Tuesday 7 April 2015

Consumer Rights re Digital Content

It has long been a tricky legal question whether software counts as "goods" or "services".  The distinction matters for a number of purposes, including that different terms are implied by law in contracts for the supply of goods and contracts for the supply of services.

The new Consumer Rights Act 2015 (the "Act") sidesteps the question by creating an entirely new category of "digital content" and stating exactly what terms are implied into a contract for the supply of digital content.  However, the Act only applies to a contract between a "trader" and a "consumer"and the key terms are only implied if the consumer pays for the digital content.  So for business to business ("B2B") contracts or contracts for genuinely free content, the old law still applies.  But where the Act does apply, businesses will need to review their terms and conditions.

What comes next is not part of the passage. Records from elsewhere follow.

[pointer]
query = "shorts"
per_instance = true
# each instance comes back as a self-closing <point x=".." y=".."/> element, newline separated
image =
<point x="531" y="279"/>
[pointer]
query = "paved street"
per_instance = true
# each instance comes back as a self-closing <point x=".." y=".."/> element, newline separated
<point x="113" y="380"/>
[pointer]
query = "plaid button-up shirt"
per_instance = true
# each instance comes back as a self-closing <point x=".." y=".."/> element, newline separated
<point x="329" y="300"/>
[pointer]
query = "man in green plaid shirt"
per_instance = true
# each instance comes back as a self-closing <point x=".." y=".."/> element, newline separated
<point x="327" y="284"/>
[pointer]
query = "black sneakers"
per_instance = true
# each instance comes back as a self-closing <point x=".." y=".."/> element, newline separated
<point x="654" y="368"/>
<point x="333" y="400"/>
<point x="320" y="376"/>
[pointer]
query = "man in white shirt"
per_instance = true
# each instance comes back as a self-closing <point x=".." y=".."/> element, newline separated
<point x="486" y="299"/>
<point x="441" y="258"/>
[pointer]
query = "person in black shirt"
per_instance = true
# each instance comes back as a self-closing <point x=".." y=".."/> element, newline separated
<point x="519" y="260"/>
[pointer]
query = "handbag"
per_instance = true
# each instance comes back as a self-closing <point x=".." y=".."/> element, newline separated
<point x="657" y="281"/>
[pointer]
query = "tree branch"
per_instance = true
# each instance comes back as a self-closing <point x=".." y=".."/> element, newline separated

The relevant provisions of the Act are expected to come into force on 1 October 2015 and there is some excellent guidance produced by the Trading Standards Institute here, which I will not repeat in detail.

In summary "digital content" is widely defined as "data which are produced and supplied in digital form", which the guidance explains includes:
  • computer games
  • virtual items purchased within computer games
  • television programmes
  • films
  • books
  • computer software
  • mobile phone apps
  • systems software for operating goods - for example, domestic appliances, toys, motor vehicles, etc.
There are implied terms that the digital content must be:

  • of satisfactory quality
  • fit for a particular purpose
  • as described
These terms are subject to some limitations, which are explained in the guidance.  The consumer's remedies for breach of these terms are initially the right to repair or replacement, and then the right to a price reduction if this is not practical.

The trader cannot contract out of these implied terms.  This all sounds like a big change, but the reality is that the scope to contract out of liability to consumers is already severely limited by the Unfair Terms Act 1977 and the Unfair Terms in Consumer Contracts Regulations 1999, and the sort of digital content covered would probably have been considered "goods" under the existing law and therefore subject to equivalent implied terms and remedies in any event.  The Act therefore really just clarifies the legal position - which is important as it helps prevent unscrupulous traders taking advantage of the legal "grey area" to deny consumers their rights and deter them from seeking a remedy.

Standard terms and conditions for business to consumer ("B2C") contracts will need to be reviewed for consistency with the new law, especially if it was assumed that the terms implied in a contract for the sale of goods did not apply.  If one of the exceptions or limitations described in the guidance are applicable, it would be helpful to spell this out.  For example the guidance explains that "Most computer systems' software, games and apps have minor defects that are corrected over time with fixes or upgrades. Therefore a 'reasonable person' might expect the defects to be present and judge any items containing them to be of satisfactory quality."  This is something that suppliers may well wish to highlight in their Ts & Cs.

There is more scope for excluding liability in a B2B contract, but standard terms must still satisfy the test of "reasonableness" under the Unfair Terms Act 1977.  Will a statement that no term shall be implied as to satisfactory quality, fitness for purpose or correspondence with description be considered "reasonable" by a Court given that such terms are now clearly implied in consumer contracts, or will a more nuanced approach to the drafting be more likely to be upheld?